# A Generations of fermions

1. Sep 8, 2017

### shiraz

Dear All
The standard Model Group is SU(3)*SU(2)*U(1) i know that there is 3 families and each family contain 16 fermion. I am trying to guess the number of families and fermions from the representation of the concerned group. For example the SO(10) How many generations we have and how may fermions? I will be so thankful if any one could help me to find a criteria to study that in a simple way

2. Sep 8, 2017

### king vitamin

The gauge groups are totally independent of the number of particles coupled to them.

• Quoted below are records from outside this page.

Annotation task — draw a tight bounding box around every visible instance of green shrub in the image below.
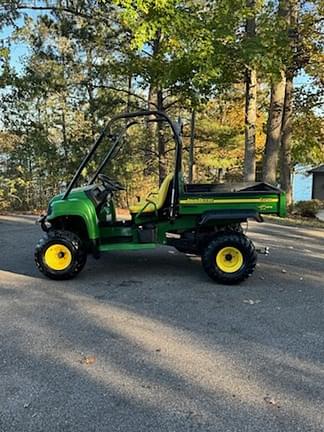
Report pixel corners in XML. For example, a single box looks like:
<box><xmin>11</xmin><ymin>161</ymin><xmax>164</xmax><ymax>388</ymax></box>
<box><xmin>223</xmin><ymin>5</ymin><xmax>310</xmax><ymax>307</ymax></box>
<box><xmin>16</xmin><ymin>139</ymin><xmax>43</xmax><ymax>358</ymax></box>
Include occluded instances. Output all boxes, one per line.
<box><xmin>292</xmin><ymin>199</ymin><xmax>324</xmax><ymax>218</ymax></box>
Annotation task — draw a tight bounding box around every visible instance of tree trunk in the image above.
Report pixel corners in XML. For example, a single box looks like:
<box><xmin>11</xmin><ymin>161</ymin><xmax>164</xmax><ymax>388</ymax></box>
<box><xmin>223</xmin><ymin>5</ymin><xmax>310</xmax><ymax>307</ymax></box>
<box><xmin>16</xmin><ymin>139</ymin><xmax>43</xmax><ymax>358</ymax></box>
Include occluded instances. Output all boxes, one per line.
<box><xmin>244</xmin><ymin>0</ymin><xmax>257</xmax><ymax>181</ymax></box>
<box><xmin>263</xmin><ymin>71</ymin><xmax>286</xmax><ymax>184</ymax></box>
<box><xmin>280</xmin><ymin>74</ymin><xmax>294</xmax><ymax>205</ymax></box>
<box><xmin>280</xmin><ymin>0</ymin><xmax>298</xmax><ymax>205</ymax></box>
<box><xmin>244</xmin><ymin>69</ymin><xmax>257</xmax><ymax>181</ymax></box>
<box><xmin>188</xmin><ymin>108</ymin><xmax>196</xmax><ymax>183</ymax></box>
<box><xmin>263</xmin><ymin>0</ymin><xmax>289</xmax><ymax>184</ymax></box>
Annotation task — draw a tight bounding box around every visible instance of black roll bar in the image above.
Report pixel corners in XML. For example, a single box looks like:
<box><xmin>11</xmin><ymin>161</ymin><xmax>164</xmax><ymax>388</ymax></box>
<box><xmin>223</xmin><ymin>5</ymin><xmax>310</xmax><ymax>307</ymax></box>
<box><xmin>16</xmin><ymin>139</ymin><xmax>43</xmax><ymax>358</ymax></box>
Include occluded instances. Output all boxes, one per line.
<box><xmin>62</xmin><ymin>110</ymin><xmax>182</xmax><ymax>219</ymax></box>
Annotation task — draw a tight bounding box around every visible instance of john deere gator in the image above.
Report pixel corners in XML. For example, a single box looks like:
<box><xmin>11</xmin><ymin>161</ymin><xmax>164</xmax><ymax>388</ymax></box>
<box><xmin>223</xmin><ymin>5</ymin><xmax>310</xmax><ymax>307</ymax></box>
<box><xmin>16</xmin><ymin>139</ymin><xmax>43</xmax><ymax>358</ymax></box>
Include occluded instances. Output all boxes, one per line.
<box><xmin>35</xmin><ymin>111</ymin><xmax>286</xmax><ymax>284</ymax></box>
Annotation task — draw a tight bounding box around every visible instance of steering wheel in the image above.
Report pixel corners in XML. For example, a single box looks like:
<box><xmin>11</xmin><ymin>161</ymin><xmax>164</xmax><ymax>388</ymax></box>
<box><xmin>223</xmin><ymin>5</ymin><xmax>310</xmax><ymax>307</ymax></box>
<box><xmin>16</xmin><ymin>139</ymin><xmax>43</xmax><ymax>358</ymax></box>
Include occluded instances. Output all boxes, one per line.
<box><xmin>98</xmin><ymin>174</ymin><xmax>125</xmax><ymax>191</ymax></box>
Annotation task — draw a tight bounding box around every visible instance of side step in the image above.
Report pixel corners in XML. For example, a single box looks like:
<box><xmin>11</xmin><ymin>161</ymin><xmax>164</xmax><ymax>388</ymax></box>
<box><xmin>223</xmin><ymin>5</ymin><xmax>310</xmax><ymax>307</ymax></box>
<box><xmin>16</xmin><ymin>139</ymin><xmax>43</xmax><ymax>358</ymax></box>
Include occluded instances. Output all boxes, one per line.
<box><xmin>99</xmin><ymin>243</ymin><xmax>156</xmax><ymax>252</ymax></box>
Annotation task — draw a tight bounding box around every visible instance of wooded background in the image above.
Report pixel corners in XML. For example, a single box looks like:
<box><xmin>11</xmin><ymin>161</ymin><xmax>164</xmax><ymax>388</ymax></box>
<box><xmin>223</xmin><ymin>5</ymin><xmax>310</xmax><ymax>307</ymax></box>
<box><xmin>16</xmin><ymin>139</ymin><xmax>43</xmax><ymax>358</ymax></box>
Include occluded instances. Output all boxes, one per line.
<box><xmin>0</xmin><ymin>0</ymin><xmax>324</xmax><ymax>210</ymax></box>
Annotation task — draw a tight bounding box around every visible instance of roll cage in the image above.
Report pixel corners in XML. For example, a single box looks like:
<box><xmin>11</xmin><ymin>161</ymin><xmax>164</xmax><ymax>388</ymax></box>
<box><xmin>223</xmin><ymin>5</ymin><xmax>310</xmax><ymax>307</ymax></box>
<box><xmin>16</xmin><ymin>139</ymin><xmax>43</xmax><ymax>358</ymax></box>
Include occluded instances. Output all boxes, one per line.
<box><xmin>62</xmin><ymin>110</ymin><xmax>182</xmax><ymax>219</ymax></box>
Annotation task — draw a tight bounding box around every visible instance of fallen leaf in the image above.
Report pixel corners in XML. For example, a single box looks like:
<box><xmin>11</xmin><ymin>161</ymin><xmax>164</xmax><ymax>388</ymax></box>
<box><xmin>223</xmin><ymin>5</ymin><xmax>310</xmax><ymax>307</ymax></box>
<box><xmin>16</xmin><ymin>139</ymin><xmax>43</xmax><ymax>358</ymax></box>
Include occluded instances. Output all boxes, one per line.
<box><xmin>263</xmin><ymin>396</ymin><xmax>280</xmax><ymax>408</ymax></box>
<box><xmin>80</xmin><ymin>356</ymin><xmax>96</xmax><ymax>365</ymax></box>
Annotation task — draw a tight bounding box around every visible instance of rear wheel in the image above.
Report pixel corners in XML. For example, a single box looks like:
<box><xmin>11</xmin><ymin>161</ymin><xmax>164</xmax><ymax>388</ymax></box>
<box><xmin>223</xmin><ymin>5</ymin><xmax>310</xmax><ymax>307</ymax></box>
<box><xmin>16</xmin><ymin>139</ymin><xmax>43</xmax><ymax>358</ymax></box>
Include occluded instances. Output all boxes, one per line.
<box><xmin>202</xmin><ymin>232</ymin><xmax>257</xmax><ymax>285</ymax></box>
<box><xmin>35</xmin><ymin>230</ymin><xmax>87</xmax><ymax>280</ymax></box>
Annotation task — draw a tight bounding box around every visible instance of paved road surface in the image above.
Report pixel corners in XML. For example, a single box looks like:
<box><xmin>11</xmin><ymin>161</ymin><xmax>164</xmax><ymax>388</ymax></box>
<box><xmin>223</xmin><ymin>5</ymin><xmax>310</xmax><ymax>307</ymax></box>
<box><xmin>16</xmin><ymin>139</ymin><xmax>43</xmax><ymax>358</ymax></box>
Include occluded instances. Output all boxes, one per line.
<box><xmin>0</xmin><ymin>217</ymin><xmax>324</xmax><ymax>432</ymax></box>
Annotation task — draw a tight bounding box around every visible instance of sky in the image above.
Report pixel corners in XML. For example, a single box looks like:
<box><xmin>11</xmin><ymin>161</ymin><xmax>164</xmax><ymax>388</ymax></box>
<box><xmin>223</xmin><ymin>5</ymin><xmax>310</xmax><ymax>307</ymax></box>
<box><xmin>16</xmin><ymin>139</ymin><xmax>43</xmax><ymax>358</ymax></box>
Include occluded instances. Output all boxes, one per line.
<box><xmin>0</xmin><ymin>11</ymin><xmax>310</xmax><ymax>87</ymax></box>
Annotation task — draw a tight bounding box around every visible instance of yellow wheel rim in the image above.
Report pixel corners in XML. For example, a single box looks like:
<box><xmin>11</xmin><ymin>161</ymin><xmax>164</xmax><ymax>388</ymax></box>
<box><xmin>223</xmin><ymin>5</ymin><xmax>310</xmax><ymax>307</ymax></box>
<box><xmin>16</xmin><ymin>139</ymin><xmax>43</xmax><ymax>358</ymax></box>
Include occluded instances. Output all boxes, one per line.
<box><xmin>44</xmin><ymin>244</ymin><xmax>72</xmax><ymax>270</ymax></box>
<box><xmin>216</xmin><ymin>246</ymin><xmax>243</xmax><ymax>273</ymax></box>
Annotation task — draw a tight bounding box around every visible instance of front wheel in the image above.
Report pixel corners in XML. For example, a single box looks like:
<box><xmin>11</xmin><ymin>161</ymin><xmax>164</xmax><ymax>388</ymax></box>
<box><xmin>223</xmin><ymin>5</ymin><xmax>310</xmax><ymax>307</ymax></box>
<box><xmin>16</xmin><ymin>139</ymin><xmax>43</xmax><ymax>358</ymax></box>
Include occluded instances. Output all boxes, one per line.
<box><xmin>35</xmin><ymin>230</ymin><xmax>87</xmax><ymax>280</ymax></box>
<box><xmin>201</xmin><ymin>232</ymin><xmax>257</xmax><ymax>285</ymax></box>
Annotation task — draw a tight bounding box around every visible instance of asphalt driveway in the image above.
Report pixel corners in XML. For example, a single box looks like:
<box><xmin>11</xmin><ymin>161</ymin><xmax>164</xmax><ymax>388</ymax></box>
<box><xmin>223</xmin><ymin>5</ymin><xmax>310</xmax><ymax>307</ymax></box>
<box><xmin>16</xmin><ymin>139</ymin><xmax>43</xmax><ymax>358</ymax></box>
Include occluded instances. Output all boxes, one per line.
<box><xmin>0</xmin><ymin>216</ymin><xmax>324</xmax><ymax>432</ymax></box>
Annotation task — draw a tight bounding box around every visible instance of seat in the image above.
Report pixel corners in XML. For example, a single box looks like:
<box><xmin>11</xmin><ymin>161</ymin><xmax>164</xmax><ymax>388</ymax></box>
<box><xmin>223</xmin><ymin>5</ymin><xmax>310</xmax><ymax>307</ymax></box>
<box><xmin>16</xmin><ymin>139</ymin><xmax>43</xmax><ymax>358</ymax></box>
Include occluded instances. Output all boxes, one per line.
<box><xmin>129</xmin><ymin>174</ymin><xmax>173</xmax><ymax>214</ymax></box>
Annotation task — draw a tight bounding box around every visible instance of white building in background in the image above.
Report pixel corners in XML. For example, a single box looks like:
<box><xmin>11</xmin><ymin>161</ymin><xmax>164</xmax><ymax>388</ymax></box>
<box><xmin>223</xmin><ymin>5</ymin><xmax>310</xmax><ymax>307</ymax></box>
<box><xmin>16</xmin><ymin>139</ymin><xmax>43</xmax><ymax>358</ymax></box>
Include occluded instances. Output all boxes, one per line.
<box><xmin>292</xmin><ymin>165</ymin><xmax>313</xmax><ymax>202</ymax></box>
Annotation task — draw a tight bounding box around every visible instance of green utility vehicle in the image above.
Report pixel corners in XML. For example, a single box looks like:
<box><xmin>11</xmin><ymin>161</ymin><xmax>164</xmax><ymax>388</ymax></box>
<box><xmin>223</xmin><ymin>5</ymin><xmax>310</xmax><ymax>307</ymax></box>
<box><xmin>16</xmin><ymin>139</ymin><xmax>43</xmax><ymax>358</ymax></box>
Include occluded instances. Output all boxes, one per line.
<box><xmin>35</xmin><ymin>111</ymin><xmax>286</xmax><ymax>284</ymax></box>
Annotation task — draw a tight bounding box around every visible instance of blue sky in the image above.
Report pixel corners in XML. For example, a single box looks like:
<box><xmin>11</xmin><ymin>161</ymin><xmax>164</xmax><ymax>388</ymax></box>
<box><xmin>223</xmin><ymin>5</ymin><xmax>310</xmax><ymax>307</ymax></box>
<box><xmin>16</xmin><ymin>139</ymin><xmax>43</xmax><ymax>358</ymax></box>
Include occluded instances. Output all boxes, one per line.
<box><xmin>0</xmin><ymin>11</ymin><xmax>310</xmax><ymax>87</ymax></box>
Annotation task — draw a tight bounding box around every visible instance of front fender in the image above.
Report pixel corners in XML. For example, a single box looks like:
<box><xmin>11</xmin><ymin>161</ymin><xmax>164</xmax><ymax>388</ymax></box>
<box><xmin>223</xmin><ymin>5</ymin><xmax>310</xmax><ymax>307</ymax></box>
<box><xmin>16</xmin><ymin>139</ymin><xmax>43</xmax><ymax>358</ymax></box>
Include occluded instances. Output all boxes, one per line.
<box><xmin>46</xmin><ymin>198</ymin><xmax>99</xmax><ymax>240</ymax></box>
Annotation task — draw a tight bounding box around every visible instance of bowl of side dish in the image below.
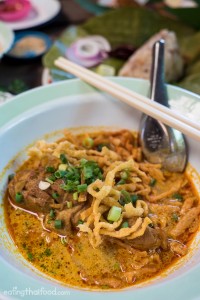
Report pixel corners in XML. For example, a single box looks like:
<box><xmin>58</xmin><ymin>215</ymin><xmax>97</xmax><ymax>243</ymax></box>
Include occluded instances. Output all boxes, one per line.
<box><xmin>0</xmin><ymin>78</ymin><xmax>200</xmax><ymax>299</ymax></box>
<box><xmin>0</xmin><ymin>22</ymin><xmax>14</xmax><ymax>58</ymax></box>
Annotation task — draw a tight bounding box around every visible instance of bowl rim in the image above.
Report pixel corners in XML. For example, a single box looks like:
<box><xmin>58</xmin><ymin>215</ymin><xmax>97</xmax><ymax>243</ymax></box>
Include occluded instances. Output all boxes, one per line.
<box><xmin>0</xmin><ymin>78</ymin><xmax>200</xmax><ymax>300</ymax></box>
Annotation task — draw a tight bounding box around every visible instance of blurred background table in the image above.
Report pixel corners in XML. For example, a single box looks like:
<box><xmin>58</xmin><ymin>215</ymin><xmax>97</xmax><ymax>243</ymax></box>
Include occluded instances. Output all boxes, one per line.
<box><xmin>0</xmin><ymin>0</ymin><xmax>95</xmax><ymax>89</ymax></box>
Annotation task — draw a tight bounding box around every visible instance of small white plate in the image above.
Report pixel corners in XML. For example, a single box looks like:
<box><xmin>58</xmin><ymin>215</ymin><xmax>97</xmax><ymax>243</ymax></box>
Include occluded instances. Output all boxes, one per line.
<box><xmin>6</xmin><ymin>0</ymin><xmax>61</xmax><ymax>30</ymax></box>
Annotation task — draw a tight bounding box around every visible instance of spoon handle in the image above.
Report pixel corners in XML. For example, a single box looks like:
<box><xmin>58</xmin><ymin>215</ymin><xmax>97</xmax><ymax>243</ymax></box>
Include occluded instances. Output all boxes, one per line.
<box><xmin>150</xmin><ymin>40</ymin><xmax>169</xmax><ymax>107</ymax></box>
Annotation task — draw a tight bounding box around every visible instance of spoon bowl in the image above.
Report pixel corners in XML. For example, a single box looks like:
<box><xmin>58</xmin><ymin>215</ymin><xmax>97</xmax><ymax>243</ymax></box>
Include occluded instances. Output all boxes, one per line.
<box><xmin>140</xmin><ymin>40</ymin><xmax>188</xmax><ymax>172</ymax></box>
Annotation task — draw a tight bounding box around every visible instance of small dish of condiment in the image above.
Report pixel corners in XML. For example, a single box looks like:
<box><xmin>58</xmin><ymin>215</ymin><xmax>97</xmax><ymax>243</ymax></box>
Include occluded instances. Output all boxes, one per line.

You can decide to couple matter to any representation of the gauge group, and that will change the number of fermions/bosons accordingly.

(There is a demand that there isn't a "gauge anomaly," which rears its head in the Standard Model because of the coupling to chiral fermions. But the Standard Model is not the unique way to cancel a gauge anomaly.)

3. Sep 8, 2017

### Orodruin

Staff Emeritus
Just to point out that the SM contains 15 fermions per family:
• 2x3=6 left-handed quarks
• 3 right-handed up type quarks
• 3 right-handed down type quarks
• 2 left-handed leptons
• 1 right-handed charged lepton
6+3+3+2+1 = 5x3 = 15
However, many extensions of the SM also include a right-handed neutrino, making a total of 16, but the RH neutrino is a priori not a part of the SM. These fermions (including the RH neutrino) fit well into the 16 representation of SO(10).

What does change with the number of generations are the beta functions and therefore the running of the coupling constants. For example, if you slam too many (17) fermion generations into QCD, the beta function will no longer be negative (it contains a factor $11 - 2n_f/3$).